Indeed, unless it is true that each partition holds only a single SnapshotKey
, the rewrite is not guaranteed to produce the same results.
Again, expressing the execution plan produced using the closest available T-SQL syntax:
SELECT
CASE
WHEN SUM(Q2.c) = 0 THEN NULL
ELSE SUM(Q2.s)
END
FROM
(
SELECT
Q1.PtnID,
c = COUNT_BIG(*),
s = SUM(Q1.PrinBal)
FROM
(
SELECT GL.PrinBal, PtnID = $PARTITION.PF(GL.SnapshotKey)
FROM dbo.gl AS GL
) AS Q1
GROUP BY
Q1.PtnID
) AS Q2
CROSS APPLY
(
SELECT Dummy = 1
FROM dbo.fpc AS FPC
WHERE
$PARTITION.PF(FPC.SnapshotKey) = Q2.PtnID
AND FPC.SnapshotKey = 201703
) AS Q3;
This time there is no logical cross join. Instead, there is a correlated join (an apply) on the partition id.
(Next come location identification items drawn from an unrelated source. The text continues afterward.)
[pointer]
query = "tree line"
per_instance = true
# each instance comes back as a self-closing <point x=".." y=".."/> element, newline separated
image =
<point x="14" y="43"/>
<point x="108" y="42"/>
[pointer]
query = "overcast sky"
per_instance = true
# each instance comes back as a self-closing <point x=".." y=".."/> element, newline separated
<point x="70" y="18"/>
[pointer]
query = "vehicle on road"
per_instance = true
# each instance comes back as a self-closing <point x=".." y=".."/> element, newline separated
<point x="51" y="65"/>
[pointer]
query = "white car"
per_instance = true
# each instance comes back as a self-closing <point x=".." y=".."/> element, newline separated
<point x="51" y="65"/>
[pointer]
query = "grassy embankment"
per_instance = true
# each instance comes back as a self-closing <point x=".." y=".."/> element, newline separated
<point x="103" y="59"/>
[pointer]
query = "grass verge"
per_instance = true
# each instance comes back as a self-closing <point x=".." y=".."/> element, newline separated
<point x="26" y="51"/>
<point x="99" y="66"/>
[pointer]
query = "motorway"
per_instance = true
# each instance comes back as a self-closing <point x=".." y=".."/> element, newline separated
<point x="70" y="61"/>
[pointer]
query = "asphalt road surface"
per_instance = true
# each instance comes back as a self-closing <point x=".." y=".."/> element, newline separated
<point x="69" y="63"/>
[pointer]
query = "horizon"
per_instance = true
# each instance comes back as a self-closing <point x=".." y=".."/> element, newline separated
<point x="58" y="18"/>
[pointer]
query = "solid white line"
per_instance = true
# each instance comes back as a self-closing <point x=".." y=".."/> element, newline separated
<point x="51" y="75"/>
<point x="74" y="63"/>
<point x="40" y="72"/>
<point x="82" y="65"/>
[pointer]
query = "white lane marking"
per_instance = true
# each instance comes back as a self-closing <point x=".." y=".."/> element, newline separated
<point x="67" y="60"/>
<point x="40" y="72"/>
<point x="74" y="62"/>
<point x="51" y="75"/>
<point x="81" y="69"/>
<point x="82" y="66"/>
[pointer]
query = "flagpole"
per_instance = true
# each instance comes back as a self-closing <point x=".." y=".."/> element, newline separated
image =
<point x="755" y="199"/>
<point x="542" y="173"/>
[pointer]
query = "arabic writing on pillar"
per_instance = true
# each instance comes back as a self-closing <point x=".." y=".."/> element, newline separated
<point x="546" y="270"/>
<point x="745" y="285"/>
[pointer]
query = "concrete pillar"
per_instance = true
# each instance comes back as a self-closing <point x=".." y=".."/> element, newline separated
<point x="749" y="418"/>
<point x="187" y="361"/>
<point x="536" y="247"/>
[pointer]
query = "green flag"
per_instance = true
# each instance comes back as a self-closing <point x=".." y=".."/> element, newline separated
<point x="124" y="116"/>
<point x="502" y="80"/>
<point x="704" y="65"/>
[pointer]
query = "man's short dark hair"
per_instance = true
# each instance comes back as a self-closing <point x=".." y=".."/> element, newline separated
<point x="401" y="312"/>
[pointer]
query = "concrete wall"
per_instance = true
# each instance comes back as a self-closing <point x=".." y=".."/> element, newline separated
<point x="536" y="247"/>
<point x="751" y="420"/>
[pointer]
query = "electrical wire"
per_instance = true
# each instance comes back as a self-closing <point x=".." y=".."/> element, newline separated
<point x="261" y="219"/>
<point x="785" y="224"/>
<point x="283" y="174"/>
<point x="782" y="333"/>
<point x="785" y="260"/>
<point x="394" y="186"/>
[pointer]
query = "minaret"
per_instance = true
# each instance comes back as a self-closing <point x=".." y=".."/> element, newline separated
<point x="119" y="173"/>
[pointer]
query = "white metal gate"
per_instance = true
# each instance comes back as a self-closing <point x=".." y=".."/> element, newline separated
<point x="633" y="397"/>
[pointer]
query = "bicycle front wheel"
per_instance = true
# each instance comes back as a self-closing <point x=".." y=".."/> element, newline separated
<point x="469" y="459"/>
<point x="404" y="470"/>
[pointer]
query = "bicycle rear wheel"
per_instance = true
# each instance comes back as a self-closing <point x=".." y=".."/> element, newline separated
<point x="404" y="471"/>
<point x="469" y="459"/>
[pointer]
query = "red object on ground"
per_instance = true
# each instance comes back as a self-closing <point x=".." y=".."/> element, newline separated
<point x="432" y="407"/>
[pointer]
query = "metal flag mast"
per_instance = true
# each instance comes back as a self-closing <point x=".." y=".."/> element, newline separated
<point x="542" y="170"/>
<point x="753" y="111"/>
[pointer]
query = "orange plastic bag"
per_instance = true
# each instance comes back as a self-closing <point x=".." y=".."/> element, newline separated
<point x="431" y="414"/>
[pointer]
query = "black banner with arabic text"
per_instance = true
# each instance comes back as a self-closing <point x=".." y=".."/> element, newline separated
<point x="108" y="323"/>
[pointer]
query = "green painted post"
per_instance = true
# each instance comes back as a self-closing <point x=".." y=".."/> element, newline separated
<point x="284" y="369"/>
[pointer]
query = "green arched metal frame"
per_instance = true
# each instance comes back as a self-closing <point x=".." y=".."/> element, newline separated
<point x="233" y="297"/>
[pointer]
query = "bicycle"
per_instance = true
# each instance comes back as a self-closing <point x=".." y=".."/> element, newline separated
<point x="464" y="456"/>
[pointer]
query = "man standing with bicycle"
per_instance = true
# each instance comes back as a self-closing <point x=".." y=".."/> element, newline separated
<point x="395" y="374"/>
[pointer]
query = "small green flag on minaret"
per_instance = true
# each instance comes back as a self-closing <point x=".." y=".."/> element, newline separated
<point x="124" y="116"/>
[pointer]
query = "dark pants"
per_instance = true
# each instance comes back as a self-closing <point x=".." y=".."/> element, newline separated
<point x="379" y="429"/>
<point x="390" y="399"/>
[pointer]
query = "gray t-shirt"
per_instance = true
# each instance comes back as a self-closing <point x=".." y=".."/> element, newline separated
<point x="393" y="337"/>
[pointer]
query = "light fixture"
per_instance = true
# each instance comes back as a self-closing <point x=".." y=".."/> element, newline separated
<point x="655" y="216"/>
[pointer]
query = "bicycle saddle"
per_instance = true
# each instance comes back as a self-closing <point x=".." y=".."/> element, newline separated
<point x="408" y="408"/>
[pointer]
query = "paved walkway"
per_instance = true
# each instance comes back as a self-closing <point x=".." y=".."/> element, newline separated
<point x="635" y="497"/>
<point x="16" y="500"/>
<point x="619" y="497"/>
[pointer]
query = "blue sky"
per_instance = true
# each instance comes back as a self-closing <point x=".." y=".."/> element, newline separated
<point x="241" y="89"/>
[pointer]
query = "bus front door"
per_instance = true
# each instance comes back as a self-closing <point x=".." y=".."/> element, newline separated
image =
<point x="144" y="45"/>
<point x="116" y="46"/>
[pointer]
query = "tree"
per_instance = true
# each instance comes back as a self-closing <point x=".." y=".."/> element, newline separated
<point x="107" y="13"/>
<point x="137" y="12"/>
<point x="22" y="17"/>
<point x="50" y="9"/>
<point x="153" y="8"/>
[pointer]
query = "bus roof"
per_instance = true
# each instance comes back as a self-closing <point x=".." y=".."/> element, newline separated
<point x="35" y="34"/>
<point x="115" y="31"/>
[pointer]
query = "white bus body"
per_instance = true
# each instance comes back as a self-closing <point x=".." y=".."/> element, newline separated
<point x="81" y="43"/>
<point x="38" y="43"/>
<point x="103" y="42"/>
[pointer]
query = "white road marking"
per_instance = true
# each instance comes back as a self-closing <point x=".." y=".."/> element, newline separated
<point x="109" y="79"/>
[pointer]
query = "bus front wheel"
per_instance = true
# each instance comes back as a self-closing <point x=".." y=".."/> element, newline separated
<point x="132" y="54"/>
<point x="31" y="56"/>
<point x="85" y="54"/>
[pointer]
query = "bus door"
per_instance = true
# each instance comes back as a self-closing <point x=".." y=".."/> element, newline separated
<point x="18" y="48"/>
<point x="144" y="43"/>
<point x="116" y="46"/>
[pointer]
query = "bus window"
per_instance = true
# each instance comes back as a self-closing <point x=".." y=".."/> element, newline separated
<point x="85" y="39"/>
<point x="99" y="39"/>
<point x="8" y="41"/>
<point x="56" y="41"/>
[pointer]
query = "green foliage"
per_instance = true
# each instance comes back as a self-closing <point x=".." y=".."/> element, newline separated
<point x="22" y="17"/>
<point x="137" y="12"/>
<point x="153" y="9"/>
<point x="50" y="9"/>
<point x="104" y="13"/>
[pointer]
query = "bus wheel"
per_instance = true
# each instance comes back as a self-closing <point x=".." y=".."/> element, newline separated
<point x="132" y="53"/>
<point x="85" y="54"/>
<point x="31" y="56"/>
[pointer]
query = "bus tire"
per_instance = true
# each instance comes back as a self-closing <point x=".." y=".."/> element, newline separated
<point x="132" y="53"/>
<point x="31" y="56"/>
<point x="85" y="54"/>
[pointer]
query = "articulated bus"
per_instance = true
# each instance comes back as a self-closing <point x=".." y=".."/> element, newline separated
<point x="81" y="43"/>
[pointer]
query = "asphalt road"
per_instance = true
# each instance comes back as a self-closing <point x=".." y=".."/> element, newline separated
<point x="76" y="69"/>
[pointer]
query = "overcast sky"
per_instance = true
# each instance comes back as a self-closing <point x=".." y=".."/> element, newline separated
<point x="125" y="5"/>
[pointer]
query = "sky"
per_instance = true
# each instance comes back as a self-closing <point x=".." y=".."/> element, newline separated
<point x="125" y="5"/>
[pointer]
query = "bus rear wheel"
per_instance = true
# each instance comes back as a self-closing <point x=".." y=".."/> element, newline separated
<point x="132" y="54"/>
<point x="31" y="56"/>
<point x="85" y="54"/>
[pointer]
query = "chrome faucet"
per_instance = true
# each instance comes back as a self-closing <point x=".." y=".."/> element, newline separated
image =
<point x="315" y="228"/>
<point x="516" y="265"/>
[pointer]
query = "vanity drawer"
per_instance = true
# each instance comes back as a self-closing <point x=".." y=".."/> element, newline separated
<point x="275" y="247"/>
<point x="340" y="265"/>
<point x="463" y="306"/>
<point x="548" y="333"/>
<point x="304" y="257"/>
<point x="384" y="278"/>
why the second query is faster.
This is hard to assess from the information given. Using mock data and tables based on the queries and plan image provided, I found the first query outperformed the second in every case.
The same query expressed using different syntax can often produce a different execution plan, simply because the optimizer started from a different point, and explored options in a different order before it found a suitable execution plan. Plan search is not exhaustive, and not every possible logical transformation is available, so the end result is likely to be different. As noted above, the two queries do not necessarily express the same requirement anyway (at least given the information available to the optimizer).
On a separate note, be aware that the initial columnstore implementation in SQL Server 2012 (and to a somewhat lesser extent, 2014) has many limitations, not least on the optimization side of things. You will likely get better, and more consistent, results by upgrading to a more recent release (ideally the very latest). This is particularly true if you're going to be using partitioning.
I certainly would not recommend you get into the habit of rewriting joins using $PARTITION
, except as a very last resort, and with a very deep understanding of what you are doing.
That's about all I can say without being able to see the schema or plan detail.